Add the config prop stroom.security.authentication.openId.fullNameClaimTemplate to allow the user’s full name to be formed from a template containing a mixture of static text and claim variables, e.g. ${firstName} ${lastName}. Unknown variables are replaced with an empty string. Default is ${name}.

This provides full control over the source of the user’s full name in stroom and allows it to be formed from multiple claims within the authentication token.

AWS Integration

Change template syntax of openid.publicKeyUriPattern property from positional variables ({}) to named variables (${awsRegion}). Default value has changed to https://public-keys.auth.elb.${awsRegion}.amazonaws.com/${keyId}. If this property has been explicitly set in the config.yml or Properties screen, its value will need to be changed to use named variables instead.

Certificate DN Format

Add new property .receive.x509CertificateDnFormat to stroom and proxy to allow extraction of CNs from DNs in legacy OPEN_SSL format. The new property defaults to LDAP, which means no change to behaviour if left as is.

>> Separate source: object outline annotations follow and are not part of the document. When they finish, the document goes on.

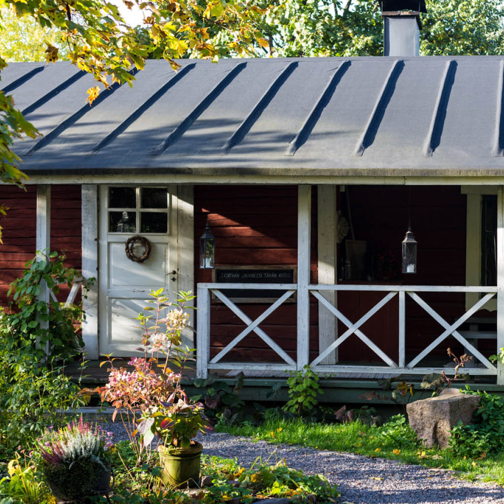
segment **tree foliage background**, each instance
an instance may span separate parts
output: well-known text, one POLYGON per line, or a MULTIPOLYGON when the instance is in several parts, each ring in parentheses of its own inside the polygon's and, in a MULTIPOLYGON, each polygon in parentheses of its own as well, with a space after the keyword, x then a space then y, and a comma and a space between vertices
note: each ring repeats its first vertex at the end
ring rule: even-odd
MULTIPOLYGON (((68 58, 92 74, 90 104, 100 89, 131 85, 133 67, 164 58, 379 55, 383 22, 376 0, 122 0, 138 6, 142 26, 129 26, 107 0, 0 0, 0 78, 7 60, 68 58), (30 36, 31 35, 31 36, 30 36), (101 84, 101 87, 98 85, 101 84)), ((504 52, 500 0, 427 0, 420 52, 504 52)), ((0 179, 22 182, 17 137, 38 132, 0 91, 0 179)), ((0 213, 3 209, 0 207, 0 213)))
MULTIPOLYGON (((503 4, 426 0, 420 54, 502 54, 503 4)), ((272 6, 264 22, 262 29, 276 56, 383 54, 383 20, 376 0, 286 0, 272 6)))

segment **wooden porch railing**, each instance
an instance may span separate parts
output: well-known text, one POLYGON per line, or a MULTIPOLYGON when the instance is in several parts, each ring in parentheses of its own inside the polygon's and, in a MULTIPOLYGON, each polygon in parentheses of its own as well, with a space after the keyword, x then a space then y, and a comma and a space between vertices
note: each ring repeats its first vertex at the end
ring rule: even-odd
MULTIPOLYGON (((258 369, 262 370, 294 370, 302 367, 303 362, 299 357, 301 352, 299 348, 305 348, 308 342, 300 341, 298 337, 297 341, 298 361, 295 362, 286 352, 280 348, 263 330, 260 324, 270 315, 275 309, 281 305, 292 294, 299 291, 300 286, 296 284, 199 284, 198 286, 198 354, 197 359, 197 370, 199 377, 206 377, 209 369, 258 369), (225 295, 222 292, 226 289, 260 289, 263 290, 282 290, 285 293, 275 302, 267 308, 263 313, 255 320, 253 321, 248 317, 236 305, 225 295), (213 293, 231 311, 237 316, 245 325, 245 329, 242 331, 232 341, 221 350, 212 359, 210 359, 210 299, 211 294, 213 293), (230 362, 221 361, 221 359, 247 335, 251 332, 255 333, 267 344, 273 349, 284 361, 281 363, 268 362, 230 362)), ((440 372, 446 370, 444 367, 419 367, 417 365, 430 352, 439 345, 444 339, 452 335, 464 346, 467 351, 470 352, 483 365, 483 367, 468 367, 464 369, 464 372, 468 374, 478 375, 497 375, 497 368, 494 366, 469 341, 464 338, 457 330, 460 326, 480 309, 485 304, 497 293, 496 287, 466 287, 427 285, 310 285, 307 286, 308 292, 314 296, 320 303, 324 306, 333 313, 334 316, 344 324, 348 329, 333 342, 328 348, 324 349, 321 353, 310 363, 312 367, 316 371, 322 372, 369 372, 370 371, 376 372, 393 372, 394 373, 408 373, 415 374, 426 374, 430 372, 440 372), (358 321, 352 322, 333 304, 328 301, 322 294, 322 292, 327 291, 383 291, 385 295, 367 313, 358 321), (441 317, 435 310, 426 303, 419 295, 418 293, 422 292, 479 292, 484 293, 482 298, 470 309, 466 311, 455 322, 450 323, 441 317), (416 356, 409 362, 406 361, 406 296, 407 294, 427 313, 438 322, 444 331, 438 336, 416 356), (395 362, 376 344, 371 341, 360 329, 361 326, 370 319, 379 310, 385 306, 396 295, 399 296, 399 339, 398 349, 399 362, 395 362), (385 365, 375 365, 372 367, 366 365, 346 365, 345 364, 321 364, 320 363, 349 336, 355 334, 369 348, 371 349, 384 362, 385 365)), ((298 321, 300 313, 305 318, 309 317, 306 310, 302 310, 302 307, 298 305, 298 321)), ((305 323, 307 325, 309 321, 305 323)), ((298 333, 299 334, 299 333, 298 333)))

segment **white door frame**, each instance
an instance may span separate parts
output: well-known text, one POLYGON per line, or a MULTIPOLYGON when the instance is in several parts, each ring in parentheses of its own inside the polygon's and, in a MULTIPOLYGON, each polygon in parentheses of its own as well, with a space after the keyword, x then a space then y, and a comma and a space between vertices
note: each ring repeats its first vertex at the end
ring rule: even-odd
MULTIPOLYGON (((112 184, 111 184, 112 185, 112 184)), ((113 184, 116 185, 116 184, 113 184)), ((123 186, 138 186, 139 184, 117 184, 123 186)), ((164 185, 162 183, 158 183, 156 186, 164 185)), ((106 202, 107 200, 107 192, 109 185, 100 185, 99 186, 100 201, 106 202)), ((171 204, 169 213, 169 229, 168 234, 172 237, 168 240, 169 250, 168 257, 170 258, 170 263, 178 263, 178 265, 175 267, 177 270, 177 274, 175 276, 178 281, 178 285, 173 288, 173 284, 171 279, 174 276, 169 275, 166 282, 166 288, 169 288, 170 292, 172 291, 176 292, 177 290, 185 291, 194 290, 194 191, 192 185, 180 186, 166 185, 170 194, 171 204)), ((97 283, 99 289, 99 313, 97 319, 99 321, 98 333, 99 334, 100 352, 102 354, 107 353, 105 350, 105 345, 108 338, 109 329, 109 321, 107 309, 107 291, 108 290, 108 282, 109 275, 108 271, 108 250, 109 243, 109 233, 107 229, 107 220, 104 218, 107 215, 107 208, 102 207, 102 210, 99 212, 98 227, 99 233, 99 264, 98 279, 97 283)), ((134 234, 134 233, 132 233, 134 234)), ((149 235, 147 235, 148 236, 149 235)), ((154 238, 156 235, 151 235, 154 238)), ((158 234, 157 236, 159 236, 158 234)), ((122 237, 122 236, 121 236, 122 237)), ((125 239, 125 236, 124 239, 125 239)), ((170 267, 171 271, 173 268, 170 267)), ((155 286, 153 286, 155 287, 155 286)), ((117 290, 117 288, 116 288, 117 290)), ((115 294, 117 293, 116 292, 115 294)), ((148 289, 146 294, 148 294, 148 289)), ((119 296, 119 298, 120 296, 119 296)), ((145 299, 148 298, 146 295, 145 299)), ((192 311, 192 310, 190 310, 192 311)), ((192 316, 192 313, 190 313, 192 316)), ((192 316, 192 319, 193 318, 192 316)), ((133 323, 133 321, 132 321, 133 323)), ((140 333, 139 333, 140 335, 140 333)), ((187 345, 190 347, 194 346, 194 337, 192 331, 188 331, 183 335, 183 345, 187 345)), ((139 341, 140 342, 140 339, 139 341)), ((137 345, 140 346, 140 345, 137 345)), ((115 352, 116 355, 119 354, 115 352)), ((129 355, 133 354, 131 352, 125 351, 121 352, 121 354, 129 355)))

2 - Preview Features (experimental)

Preview features in Stroom version 7.10. Preview features are somewhat experimental in nature and are therefore subject to breaking changes in future releases.

There are no new preview features in v7.10.

3 - Breaking Changes

Changes in Stroom version 7.10 that may break existing processing or ways of working.

Stroom

No Stroom specific breaking changes in v7.10.

Stroom-Proxy

No Stroom-Proxy specific breaking changes in v7.10.

Stroom & Stroom-Proxy

Open ID Connect Configuration

The property stroom.security.authentication.openid.validateAudience has been removed. See Upgrade Notes for details.

AWS Open ID Connect Configuration

If you use AWS for OIDC authentication and you have configured the property stroom.security.authentication.openId.publicKeyUriPattern then you will need to change its value. See Upgrade Notes for details.

4 - Upgrade Notes

Required actions and information relating to upgrading to Stroom version 7.10.

Upgrade Path

You can upgrade to v7.10.x from any v7.x release that is older than the version being upgraded to.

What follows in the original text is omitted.